Research Notes
Honest writeups on AI systems

We Gave a Small Model a Search Engine. The Results Were Not What We Expected.

MiniMax-M2.7 as a multi-hop retrieval agent on HotpotQA — the good, the bad, and the surprising gaps between two vector databases.

I wanted to know one thing: does giving a small reasoning model a search engine actually help on hard multi-hop questions? Not just "can it retrieve" but "can it plan, search, and bridge facts the way a human researcher would?"

The setup was simple. Take HotpotQA — a dataset of multi-hop questions where you can't answer in one search. Give a model two tools: vector search and keyword search. See what happens.

The Setup

Model: MiniMax-M2.7, a small reasoning model (not the biggest, not the most expensive). The hypothesis was that smaller models are cheaper to run and might be sufficient for tool-calling decisions — you don't need a frontier model to decide what to search for, only to understand the answer.

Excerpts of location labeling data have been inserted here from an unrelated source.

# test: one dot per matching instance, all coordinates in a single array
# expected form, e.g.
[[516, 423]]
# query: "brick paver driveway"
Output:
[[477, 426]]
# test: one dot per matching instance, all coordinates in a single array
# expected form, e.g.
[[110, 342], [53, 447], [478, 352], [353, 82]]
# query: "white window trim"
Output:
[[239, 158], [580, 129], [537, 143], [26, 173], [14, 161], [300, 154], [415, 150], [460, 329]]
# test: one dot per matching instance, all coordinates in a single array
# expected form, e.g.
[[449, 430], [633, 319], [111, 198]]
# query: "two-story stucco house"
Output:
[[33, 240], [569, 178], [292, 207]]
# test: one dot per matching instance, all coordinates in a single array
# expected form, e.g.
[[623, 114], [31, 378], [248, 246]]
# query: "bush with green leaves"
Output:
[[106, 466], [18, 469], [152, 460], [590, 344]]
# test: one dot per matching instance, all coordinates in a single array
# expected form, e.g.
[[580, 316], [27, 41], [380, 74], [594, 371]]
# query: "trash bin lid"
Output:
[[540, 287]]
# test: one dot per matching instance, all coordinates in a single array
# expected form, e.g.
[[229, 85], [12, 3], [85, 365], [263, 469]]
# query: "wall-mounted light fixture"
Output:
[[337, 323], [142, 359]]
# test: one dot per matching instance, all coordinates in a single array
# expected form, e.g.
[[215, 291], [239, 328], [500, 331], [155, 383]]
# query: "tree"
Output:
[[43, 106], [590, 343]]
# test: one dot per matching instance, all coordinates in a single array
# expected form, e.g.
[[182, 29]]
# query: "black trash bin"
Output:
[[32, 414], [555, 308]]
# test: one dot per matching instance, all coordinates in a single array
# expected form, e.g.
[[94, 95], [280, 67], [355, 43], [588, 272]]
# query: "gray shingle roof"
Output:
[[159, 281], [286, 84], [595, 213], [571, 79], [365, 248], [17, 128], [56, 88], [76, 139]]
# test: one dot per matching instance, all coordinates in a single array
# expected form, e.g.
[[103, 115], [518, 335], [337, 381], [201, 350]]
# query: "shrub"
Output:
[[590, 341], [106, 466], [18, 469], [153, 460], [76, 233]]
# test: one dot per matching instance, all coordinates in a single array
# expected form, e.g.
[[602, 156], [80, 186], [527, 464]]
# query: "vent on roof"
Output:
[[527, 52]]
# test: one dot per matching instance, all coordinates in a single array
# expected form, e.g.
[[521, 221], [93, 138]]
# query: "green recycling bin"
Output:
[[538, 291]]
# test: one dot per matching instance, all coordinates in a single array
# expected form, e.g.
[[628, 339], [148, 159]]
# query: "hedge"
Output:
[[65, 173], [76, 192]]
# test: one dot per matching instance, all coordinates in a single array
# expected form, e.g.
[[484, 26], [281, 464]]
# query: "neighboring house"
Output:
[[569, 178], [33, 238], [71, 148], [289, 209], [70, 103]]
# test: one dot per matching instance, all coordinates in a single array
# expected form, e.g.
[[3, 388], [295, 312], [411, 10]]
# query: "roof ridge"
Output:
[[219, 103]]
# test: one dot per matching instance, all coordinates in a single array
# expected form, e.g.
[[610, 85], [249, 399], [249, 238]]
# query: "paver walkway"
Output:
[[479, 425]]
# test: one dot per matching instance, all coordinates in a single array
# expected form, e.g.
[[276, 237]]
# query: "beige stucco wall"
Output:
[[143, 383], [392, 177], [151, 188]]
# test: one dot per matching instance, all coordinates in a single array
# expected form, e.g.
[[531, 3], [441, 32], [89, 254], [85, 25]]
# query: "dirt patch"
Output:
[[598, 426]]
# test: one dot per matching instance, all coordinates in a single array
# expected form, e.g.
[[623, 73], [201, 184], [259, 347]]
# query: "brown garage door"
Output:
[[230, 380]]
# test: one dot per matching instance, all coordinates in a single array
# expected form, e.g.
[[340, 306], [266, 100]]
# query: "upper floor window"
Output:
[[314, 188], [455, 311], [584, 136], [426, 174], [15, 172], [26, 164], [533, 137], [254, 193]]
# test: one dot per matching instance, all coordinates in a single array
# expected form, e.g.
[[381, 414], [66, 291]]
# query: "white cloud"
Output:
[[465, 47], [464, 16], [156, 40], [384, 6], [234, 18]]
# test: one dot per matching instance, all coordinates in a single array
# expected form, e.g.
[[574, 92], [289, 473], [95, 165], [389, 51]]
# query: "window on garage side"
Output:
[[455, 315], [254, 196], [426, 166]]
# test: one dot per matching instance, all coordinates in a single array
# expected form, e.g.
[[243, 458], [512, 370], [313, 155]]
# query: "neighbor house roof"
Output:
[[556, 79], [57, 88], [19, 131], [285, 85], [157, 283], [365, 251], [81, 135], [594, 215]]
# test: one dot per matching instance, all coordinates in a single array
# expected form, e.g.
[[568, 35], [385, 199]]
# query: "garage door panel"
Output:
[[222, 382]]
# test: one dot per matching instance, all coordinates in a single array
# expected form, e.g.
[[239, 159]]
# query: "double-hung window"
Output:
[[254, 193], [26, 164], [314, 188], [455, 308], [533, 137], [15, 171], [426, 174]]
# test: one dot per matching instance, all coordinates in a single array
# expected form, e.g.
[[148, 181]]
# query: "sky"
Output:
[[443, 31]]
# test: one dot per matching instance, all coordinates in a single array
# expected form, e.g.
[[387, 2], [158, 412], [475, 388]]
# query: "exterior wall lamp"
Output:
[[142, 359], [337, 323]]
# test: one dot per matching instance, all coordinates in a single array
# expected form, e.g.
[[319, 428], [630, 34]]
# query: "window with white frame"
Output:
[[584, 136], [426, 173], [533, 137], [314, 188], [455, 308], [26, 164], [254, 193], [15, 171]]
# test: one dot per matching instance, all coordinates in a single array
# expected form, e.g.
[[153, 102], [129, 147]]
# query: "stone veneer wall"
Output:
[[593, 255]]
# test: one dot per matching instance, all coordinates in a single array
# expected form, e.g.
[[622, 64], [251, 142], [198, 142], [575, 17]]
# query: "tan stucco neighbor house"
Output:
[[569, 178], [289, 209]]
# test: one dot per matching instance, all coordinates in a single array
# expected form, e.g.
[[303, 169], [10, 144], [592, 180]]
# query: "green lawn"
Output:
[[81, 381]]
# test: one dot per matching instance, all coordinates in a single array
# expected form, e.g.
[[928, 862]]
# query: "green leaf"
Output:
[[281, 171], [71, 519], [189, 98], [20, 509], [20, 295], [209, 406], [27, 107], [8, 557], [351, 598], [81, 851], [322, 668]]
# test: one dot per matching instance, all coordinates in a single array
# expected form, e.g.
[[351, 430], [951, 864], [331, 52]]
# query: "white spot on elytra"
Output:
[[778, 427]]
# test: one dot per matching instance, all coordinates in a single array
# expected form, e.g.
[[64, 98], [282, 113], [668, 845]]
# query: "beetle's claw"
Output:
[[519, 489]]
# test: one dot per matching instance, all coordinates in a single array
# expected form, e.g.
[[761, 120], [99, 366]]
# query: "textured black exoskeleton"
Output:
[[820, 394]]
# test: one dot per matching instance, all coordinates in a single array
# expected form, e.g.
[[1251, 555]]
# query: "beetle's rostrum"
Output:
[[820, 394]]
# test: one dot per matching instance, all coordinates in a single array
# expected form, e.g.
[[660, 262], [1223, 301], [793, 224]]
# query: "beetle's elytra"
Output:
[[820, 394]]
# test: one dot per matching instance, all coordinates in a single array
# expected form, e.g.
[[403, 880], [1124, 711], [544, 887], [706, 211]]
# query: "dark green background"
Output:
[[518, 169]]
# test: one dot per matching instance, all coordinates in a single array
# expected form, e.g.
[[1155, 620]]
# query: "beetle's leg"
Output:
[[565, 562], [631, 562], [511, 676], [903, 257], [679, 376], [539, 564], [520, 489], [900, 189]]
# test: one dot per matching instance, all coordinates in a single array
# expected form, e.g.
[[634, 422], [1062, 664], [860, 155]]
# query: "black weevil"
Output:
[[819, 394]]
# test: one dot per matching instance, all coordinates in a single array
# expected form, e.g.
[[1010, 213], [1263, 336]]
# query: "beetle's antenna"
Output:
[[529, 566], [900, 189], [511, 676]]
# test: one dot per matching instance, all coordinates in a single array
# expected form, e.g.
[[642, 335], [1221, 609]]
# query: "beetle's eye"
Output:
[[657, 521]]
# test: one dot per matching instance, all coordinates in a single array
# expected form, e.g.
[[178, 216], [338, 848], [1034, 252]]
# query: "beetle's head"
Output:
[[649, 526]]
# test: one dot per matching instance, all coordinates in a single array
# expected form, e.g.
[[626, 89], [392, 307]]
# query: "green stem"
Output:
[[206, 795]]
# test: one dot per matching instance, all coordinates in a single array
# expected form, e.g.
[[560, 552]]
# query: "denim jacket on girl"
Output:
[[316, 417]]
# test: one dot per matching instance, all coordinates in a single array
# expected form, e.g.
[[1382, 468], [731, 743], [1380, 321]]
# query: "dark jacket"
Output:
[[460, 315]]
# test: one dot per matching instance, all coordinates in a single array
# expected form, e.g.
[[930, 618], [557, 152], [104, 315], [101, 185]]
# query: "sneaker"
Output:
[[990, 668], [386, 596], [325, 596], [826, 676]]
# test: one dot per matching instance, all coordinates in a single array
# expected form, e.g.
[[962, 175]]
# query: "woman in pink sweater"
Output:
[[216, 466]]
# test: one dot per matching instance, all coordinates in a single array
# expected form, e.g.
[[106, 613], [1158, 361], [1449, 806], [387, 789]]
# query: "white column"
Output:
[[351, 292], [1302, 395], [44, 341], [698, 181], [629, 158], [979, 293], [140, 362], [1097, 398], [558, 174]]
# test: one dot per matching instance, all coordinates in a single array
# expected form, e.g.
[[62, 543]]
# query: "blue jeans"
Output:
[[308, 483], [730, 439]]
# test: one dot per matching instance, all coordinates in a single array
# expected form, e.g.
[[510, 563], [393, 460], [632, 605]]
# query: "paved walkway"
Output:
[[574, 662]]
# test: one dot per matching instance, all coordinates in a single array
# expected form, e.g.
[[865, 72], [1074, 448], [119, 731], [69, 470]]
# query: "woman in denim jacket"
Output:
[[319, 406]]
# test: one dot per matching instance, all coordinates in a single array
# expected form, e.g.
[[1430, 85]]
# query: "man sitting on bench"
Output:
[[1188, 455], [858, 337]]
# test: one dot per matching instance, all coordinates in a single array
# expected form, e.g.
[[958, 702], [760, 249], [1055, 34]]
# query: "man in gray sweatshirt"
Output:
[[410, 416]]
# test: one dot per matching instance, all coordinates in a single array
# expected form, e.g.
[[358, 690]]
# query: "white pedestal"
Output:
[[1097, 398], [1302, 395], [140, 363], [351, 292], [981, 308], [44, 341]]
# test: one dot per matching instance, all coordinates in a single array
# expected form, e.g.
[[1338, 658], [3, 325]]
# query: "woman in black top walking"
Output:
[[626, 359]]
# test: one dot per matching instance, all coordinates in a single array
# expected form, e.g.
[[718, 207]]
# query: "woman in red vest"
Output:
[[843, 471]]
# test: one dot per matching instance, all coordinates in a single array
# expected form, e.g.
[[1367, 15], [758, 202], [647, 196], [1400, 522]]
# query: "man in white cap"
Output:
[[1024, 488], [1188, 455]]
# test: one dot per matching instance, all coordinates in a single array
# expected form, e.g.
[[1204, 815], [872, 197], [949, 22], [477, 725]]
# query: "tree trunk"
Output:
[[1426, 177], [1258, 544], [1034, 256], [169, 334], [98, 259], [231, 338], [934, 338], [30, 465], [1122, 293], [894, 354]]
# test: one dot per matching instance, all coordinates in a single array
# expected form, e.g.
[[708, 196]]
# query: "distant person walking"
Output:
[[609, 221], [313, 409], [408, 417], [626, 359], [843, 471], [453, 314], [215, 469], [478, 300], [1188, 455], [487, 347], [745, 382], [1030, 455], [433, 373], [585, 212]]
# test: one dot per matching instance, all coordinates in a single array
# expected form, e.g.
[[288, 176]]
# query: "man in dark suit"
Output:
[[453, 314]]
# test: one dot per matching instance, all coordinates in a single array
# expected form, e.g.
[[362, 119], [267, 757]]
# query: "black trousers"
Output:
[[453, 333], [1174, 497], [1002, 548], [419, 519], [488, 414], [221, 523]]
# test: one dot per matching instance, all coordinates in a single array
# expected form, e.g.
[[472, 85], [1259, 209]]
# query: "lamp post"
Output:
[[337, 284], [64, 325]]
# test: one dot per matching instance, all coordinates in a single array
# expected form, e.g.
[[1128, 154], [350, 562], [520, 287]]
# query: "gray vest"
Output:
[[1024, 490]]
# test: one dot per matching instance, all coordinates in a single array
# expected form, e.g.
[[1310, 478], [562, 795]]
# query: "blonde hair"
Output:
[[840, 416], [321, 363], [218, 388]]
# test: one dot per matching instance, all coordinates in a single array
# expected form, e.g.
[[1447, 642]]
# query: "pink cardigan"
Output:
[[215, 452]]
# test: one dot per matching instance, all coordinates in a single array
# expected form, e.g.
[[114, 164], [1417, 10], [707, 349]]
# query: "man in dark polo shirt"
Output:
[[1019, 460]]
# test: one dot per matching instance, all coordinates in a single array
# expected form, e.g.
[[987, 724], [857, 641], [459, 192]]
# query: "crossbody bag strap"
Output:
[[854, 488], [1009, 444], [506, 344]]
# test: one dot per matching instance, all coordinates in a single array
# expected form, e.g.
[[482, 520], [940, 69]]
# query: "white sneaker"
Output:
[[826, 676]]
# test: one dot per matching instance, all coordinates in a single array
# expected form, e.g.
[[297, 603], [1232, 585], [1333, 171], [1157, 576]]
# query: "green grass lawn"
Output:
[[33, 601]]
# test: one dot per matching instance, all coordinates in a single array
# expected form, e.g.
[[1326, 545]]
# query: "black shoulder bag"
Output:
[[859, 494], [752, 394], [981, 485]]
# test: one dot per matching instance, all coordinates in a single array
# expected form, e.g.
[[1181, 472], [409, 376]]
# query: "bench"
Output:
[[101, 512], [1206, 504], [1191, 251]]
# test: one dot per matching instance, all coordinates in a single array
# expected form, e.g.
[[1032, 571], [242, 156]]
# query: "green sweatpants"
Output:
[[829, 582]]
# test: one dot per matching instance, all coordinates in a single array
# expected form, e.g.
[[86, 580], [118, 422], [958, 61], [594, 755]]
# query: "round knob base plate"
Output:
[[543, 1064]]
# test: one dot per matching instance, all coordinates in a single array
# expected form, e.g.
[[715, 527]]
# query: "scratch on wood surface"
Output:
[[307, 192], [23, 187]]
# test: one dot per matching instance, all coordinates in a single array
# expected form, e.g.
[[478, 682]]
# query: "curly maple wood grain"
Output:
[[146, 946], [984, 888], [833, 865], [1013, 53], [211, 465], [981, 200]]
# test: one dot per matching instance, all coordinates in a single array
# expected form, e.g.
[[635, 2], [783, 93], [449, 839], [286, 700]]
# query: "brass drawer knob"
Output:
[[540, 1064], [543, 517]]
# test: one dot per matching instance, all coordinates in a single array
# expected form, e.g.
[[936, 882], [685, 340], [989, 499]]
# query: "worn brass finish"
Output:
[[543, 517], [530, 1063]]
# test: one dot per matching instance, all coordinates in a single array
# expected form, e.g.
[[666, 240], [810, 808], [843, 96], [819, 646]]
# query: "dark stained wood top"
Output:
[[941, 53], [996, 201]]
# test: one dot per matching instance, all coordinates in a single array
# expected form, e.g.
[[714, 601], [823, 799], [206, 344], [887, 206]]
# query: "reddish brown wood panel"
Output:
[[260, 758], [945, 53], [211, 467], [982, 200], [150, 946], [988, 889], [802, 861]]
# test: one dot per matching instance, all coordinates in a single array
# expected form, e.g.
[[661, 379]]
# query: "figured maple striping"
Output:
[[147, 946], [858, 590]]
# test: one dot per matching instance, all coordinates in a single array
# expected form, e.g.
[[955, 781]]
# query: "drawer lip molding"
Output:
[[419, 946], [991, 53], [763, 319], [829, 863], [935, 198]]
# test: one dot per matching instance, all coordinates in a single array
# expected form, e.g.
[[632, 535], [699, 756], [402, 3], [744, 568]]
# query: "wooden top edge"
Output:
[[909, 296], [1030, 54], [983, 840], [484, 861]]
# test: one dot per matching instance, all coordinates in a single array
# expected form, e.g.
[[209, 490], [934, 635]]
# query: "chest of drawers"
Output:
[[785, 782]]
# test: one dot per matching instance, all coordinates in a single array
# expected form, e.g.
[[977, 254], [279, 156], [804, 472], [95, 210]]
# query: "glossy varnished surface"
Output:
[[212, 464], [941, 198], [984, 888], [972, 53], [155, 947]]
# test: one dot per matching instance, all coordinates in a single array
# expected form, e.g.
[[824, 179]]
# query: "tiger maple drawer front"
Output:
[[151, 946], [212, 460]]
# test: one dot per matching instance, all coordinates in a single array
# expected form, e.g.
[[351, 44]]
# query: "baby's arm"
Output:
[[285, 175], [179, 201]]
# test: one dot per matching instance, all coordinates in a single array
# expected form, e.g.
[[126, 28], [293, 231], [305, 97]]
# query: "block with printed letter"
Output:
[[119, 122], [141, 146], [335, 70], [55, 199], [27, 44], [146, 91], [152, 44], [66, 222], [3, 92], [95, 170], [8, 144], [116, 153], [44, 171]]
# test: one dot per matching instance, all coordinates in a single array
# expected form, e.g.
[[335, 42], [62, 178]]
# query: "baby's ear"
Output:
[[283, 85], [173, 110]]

Dataset: HotpotQA (distractor split), 100 questions ranging from 2-hop to 5-hop. 2-hop questions require connecting two facts. 3-hop requires three. One question in our set required five separate facts to be stitched together.

Two vector databases: LanceDB and Qdrant. Same underlying model (all-MiniLM-L6-v2, 384-dim embeddings). Same corpus. Same retrieval algorithm. We wanted to know if the database mattered for agent-level performance, not just raw recall.

Two-stage evaluation:

59 of the 100 questions were solved by baseline RRF alone — the top-5 already contained the needed documents. Those didn't need an agent. The remaining 41 were genuinely hard.

What Baseline Retrieval Looked Like

MethodR@5 (all 100)
Vector (LanceDB)79.5%
BM25 (keyword)63.0%
RRF Fusion79.0%

79% sounds decent until you realize that's across all 100 questions. On the 41 hard questions — the ones where a single search doesn't cut it — RRF dropped to 48.8%. For a 3-hop question where you need Doc A to find Doc B to find Doc C, you can't brute-force your way there with a single retrieval.

The Agent

The model was prompted to think out loud, choose between vector and keyword search strategically, and not repeat queries. Max 4 turns. Temperature 0.3.

"You are a precise research assistant searching a document corpus. For multi-hop: find first fact, then use it to refine the next search. State your confidence (HIGH/MEDIUM/LOW) when answering."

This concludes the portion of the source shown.